The Swedish State Railways (Statens Järnvägar) or SJ, originally the Royal Railway Board (Kungl. Järnvägsstyrelsen), was the former government agency responsible for operating the state-owned railways in Sweden.

== History ==
The Swedish State Railways was created on 1 June 1888 as an agency belonging to the Ministry for Civil Service Affairs, with the task of managing all state-owned railway lines in Sweden, and was transferred to the Ministry of Communications in 1920.

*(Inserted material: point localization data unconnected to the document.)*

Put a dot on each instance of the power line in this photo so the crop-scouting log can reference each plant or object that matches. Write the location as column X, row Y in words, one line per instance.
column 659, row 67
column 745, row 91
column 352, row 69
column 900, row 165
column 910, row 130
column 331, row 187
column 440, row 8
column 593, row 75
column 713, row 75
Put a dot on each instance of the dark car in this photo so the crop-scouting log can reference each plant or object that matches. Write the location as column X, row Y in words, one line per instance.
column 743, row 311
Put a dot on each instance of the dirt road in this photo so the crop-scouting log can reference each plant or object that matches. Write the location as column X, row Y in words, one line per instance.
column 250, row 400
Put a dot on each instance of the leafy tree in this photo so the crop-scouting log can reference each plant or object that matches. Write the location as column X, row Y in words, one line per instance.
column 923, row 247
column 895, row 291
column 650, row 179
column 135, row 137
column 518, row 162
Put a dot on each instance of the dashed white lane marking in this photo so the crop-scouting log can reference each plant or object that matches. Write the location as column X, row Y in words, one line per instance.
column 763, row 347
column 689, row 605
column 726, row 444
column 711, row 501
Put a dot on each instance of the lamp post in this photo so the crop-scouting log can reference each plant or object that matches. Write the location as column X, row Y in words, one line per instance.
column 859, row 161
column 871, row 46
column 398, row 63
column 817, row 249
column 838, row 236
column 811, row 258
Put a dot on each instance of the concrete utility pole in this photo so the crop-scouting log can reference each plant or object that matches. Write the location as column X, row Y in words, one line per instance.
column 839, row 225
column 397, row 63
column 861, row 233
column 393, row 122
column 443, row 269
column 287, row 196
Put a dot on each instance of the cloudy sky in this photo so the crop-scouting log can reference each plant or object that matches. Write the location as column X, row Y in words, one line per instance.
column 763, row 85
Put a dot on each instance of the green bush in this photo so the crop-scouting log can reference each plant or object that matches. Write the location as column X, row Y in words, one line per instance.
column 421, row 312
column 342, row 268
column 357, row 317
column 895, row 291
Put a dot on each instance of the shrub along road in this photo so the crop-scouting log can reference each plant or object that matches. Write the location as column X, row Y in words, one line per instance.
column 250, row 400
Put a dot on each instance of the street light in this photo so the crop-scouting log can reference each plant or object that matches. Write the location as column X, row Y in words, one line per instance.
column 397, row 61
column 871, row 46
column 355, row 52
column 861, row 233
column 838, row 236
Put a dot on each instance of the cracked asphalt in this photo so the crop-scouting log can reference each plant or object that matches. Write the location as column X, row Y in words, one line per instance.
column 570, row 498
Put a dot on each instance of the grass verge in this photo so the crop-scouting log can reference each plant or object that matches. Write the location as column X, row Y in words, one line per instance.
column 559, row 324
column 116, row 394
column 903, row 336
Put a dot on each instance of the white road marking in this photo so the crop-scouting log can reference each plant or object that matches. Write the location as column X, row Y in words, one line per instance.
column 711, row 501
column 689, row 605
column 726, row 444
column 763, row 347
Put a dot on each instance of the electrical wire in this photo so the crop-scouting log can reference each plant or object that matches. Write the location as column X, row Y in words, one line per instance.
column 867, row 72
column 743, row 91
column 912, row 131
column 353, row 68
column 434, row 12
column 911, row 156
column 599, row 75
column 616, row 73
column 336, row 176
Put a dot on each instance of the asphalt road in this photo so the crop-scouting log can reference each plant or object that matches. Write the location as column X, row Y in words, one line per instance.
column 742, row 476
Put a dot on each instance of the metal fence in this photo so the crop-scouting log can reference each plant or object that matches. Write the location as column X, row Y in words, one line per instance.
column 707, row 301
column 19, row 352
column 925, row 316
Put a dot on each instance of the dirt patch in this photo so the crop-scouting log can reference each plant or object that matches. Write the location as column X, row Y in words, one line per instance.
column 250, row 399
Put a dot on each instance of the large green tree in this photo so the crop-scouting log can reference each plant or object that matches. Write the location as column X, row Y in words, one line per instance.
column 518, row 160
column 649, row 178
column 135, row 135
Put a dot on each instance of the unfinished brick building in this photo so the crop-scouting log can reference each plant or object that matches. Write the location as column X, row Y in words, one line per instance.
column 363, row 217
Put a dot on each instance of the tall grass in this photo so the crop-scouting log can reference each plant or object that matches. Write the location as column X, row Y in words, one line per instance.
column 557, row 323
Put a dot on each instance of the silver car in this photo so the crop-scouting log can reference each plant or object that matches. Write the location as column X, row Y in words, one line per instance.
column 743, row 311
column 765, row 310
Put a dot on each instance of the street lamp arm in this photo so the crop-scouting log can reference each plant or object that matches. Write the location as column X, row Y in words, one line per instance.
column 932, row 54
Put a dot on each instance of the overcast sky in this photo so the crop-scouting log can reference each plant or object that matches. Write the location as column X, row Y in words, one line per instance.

In 1988, the rail tracks themselves were transferred to the Swedish Rail Administration (Banverket), and in the upcoming years parts of SJ were gradually transformed into limited companies as a result of the open access obligation introduced by EU Directive 91/440. SJ was disbanded in 2001, with the assets transferred to seven separate companies, the first three owned by the Swedish government and the latter four being privatized:
- SJ AB, usually called SJ, the passenger train operator
- Green Cargo, which operates freight trains
- Jernhusen, real estate
- EuroMaint, currently a part of CAF, train maintenance
- Unigrid, information technology
- TraffiCare, which provides terminal services, e.g. train cleaning and switching
- TrainTech Engineering, currently a part of SNC-Lavalin Rail & Transit, the technical unit.

Some of them have been sold to other companies, but SJ AB, Green Cargo and Jernhusen are still fully government owned (as of January ).
Apart from these companies, Statens Järnvägar after 2001 continued to exist as a governmental agency, mainly dealing with the leasing of rail vehicles, but otherwise had no regular railroad activities. It was dismantled at the end of 2012 when that role was fully taken over by Trafikverket.